Wednesday, August 20, 2003

I am starting to get the feeling that the Left has turned a corner of some kind. I see more and more people who are openly questioning the direction this country is headed under the Bushies, and that includes a number of my very Conservative clients. I read quotes from Joe Conason's Big Lies and can't help but feel things might change:
The most basic liberal values are political equality and economic opportunity. Liberals uphold democracy as the only form of government that derives legitimacy from the consent of the governed, and they regard the freedoms enumerated in the Bill of Rights as essential to the expression of popular consent. Their commitment to an expanding democracy is what drives liberal advocacy on behalf of women, minorities, gays, immigrants, and other traditionally disenfranchised groups.

Liberals value the dynamism and creativity of democratic capitalism, but they also believe in strong, active government to protect the interests of society. They understand that markets function best when properly regulated, and they also know that unchecked concentrations of private power encourage environmental pollution, financial fraud, and labor exploitation. Liberals see a broad social interest in ensuring real opportunities and decent standards of living for everyone, while requiring basic responsibility from everyone.

Those who regard such ideals as naive today should remember that America in the 20th century was built on liberal policy, from the Progressive Era through the New Deal, the Fair Deal, the GI Bill, and the Great Society. The modern economy -- a private enterprise system that relies on government safeguards against depression and extreme poverty -- is the legacy of liberal leadership, from Theodore Roosevelt and Woodrow Wilson to Franklin D. Roosevelt and Lyndon B. Johnson. (And more recently Bill Clinton, who erased Republican deficits that were sending the economy into a spiral of recession and began to pay down the national debt.) Liberal policies made America the freest, wealthiest, most successful and most powerful nation in human history. Conservatism in power always threatens to undo that national progress, and is almost always frustrated by the innate decency and democratic instincts of the American people.

Those are great words and as we wake up from our National Nap those words and ideas are going to resonate like nobody's business. The Left is pissed and we are starting to hear the rumble:
There was a party on the second day for Clinton at the Aspen version of Nobu, and then, later that evening, a discussion between Clinton and President Kagame, hosted by the William Morris Agency, at Whiskey Rocks Bar in the St. Regis Hotel (Michael Eisner, the Disney CEO, while not a conference attendee, slipped into the room).

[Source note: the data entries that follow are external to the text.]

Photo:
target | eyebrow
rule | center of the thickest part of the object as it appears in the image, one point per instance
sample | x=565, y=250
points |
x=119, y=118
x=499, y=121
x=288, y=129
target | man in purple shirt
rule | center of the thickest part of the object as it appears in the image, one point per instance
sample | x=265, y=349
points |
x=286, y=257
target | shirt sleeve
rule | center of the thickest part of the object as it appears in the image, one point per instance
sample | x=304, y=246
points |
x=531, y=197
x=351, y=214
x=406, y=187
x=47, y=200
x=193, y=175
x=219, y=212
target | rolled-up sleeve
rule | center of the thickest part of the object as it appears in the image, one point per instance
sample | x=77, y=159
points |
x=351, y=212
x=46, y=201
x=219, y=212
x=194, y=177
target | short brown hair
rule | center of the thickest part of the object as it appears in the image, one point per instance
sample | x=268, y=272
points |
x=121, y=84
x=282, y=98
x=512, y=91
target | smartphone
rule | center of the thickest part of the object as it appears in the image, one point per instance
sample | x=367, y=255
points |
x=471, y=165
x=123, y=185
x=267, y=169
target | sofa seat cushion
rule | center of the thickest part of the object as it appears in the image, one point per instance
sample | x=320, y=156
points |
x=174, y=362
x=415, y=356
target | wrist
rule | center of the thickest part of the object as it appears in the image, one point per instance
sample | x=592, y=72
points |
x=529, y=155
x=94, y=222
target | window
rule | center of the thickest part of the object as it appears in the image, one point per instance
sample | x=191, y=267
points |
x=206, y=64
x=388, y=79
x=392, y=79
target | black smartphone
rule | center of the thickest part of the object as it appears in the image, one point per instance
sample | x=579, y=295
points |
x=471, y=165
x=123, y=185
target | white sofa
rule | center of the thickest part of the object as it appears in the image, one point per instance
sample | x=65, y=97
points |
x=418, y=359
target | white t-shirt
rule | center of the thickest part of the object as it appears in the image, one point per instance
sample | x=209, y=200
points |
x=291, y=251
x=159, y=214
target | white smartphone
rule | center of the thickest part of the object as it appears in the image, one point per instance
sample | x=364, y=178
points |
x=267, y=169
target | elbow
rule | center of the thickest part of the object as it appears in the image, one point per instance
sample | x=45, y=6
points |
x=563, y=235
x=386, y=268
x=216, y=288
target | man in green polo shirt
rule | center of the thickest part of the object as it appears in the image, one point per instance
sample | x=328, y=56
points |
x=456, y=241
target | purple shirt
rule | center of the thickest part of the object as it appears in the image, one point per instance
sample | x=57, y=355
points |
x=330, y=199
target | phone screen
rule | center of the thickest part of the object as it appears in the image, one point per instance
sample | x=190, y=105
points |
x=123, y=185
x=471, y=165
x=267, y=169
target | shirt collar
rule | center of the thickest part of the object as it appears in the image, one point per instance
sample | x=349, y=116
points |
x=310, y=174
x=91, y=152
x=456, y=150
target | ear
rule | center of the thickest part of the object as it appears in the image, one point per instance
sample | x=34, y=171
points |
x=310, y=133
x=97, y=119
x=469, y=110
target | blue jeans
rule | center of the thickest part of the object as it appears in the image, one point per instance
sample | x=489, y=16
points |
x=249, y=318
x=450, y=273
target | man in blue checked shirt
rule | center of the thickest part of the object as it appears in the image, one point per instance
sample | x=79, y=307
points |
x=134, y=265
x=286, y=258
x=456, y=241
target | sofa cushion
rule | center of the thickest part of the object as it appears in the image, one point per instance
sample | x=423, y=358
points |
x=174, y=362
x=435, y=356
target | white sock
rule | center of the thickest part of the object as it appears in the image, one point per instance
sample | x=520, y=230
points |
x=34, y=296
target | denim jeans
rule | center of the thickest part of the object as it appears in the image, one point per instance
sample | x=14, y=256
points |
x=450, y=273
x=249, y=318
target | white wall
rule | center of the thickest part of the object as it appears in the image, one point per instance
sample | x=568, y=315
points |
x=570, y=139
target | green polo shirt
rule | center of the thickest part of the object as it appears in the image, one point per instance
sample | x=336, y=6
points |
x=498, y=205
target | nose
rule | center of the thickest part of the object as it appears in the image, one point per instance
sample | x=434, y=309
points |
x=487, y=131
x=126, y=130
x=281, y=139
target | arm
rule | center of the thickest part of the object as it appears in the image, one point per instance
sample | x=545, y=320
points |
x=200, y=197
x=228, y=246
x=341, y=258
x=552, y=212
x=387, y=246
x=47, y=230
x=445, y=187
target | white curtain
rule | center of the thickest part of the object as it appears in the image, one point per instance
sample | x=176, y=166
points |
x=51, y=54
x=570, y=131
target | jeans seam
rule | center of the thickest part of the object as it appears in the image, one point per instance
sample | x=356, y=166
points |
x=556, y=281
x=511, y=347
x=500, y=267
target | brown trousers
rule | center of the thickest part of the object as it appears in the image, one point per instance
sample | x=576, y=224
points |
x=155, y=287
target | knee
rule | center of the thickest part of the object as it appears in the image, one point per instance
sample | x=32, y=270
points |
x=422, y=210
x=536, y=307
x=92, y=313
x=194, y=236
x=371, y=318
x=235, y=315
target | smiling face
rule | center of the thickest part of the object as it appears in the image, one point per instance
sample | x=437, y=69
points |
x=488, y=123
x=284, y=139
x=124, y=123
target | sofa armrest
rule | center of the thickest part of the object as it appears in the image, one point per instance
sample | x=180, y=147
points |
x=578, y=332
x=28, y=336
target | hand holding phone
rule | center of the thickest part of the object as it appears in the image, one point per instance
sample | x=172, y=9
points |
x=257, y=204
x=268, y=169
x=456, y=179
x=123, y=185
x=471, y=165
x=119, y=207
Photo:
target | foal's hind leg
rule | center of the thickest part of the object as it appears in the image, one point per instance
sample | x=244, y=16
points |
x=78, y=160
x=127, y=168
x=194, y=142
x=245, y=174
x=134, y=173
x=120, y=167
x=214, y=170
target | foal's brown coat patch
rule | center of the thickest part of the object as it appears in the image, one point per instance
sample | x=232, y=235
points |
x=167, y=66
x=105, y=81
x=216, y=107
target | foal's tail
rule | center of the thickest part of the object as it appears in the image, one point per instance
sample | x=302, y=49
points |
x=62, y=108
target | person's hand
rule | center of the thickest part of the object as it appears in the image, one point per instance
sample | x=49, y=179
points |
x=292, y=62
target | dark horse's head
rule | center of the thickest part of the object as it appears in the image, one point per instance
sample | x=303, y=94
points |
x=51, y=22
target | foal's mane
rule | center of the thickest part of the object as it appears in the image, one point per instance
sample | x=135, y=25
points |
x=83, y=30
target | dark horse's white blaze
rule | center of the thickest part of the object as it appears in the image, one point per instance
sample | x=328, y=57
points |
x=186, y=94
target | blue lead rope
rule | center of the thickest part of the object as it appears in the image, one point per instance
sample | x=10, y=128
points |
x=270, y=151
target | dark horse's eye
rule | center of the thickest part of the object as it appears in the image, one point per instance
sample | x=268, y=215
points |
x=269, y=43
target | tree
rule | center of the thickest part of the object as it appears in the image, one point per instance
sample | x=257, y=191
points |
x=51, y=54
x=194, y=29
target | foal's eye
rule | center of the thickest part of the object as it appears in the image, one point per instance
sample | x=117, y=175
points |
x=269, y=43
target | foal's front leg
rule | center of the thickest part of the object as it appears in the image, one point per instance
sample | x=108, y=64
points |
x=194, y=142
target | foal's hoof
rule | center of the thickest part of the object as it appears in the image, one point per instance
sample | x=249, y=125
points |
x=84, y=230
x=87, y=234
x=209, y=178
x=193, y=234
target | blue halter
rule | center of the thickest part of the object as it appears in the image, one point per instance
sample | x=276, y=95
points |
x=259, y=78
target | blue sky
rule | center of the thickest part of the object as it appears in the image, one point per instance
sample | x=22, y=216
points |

This turned out to be the pivotal moment of the conference—even the primal one. When Clinton took questions, a young man from a technology company who identified himself as chairman of Bush-Cheney 2004 in California said he was offended by Clinton’s partisanship. To which Clinton, without hesitation, and with some kind of predatory gleam in his eye, said, “Good!” From there, Clinton went on, with emotion and anger, at a level seemingly foreign to most everyone here, to rip to shreds the motives, values, and legitimacy of the Republicans.

It was all anyone could talk about the next day. People seemed genuinely taken aback (some people kept offering that since it was late at night, in a bar, it didn’t quite count) that one of their own might have violated the accepted codes of lofty liberal behavior. There was a little current of fear at the sudden recognition that testosterone could fuel politics. It was a shock, apparently, that we might be this close to real feelings. That politics could actually be personal.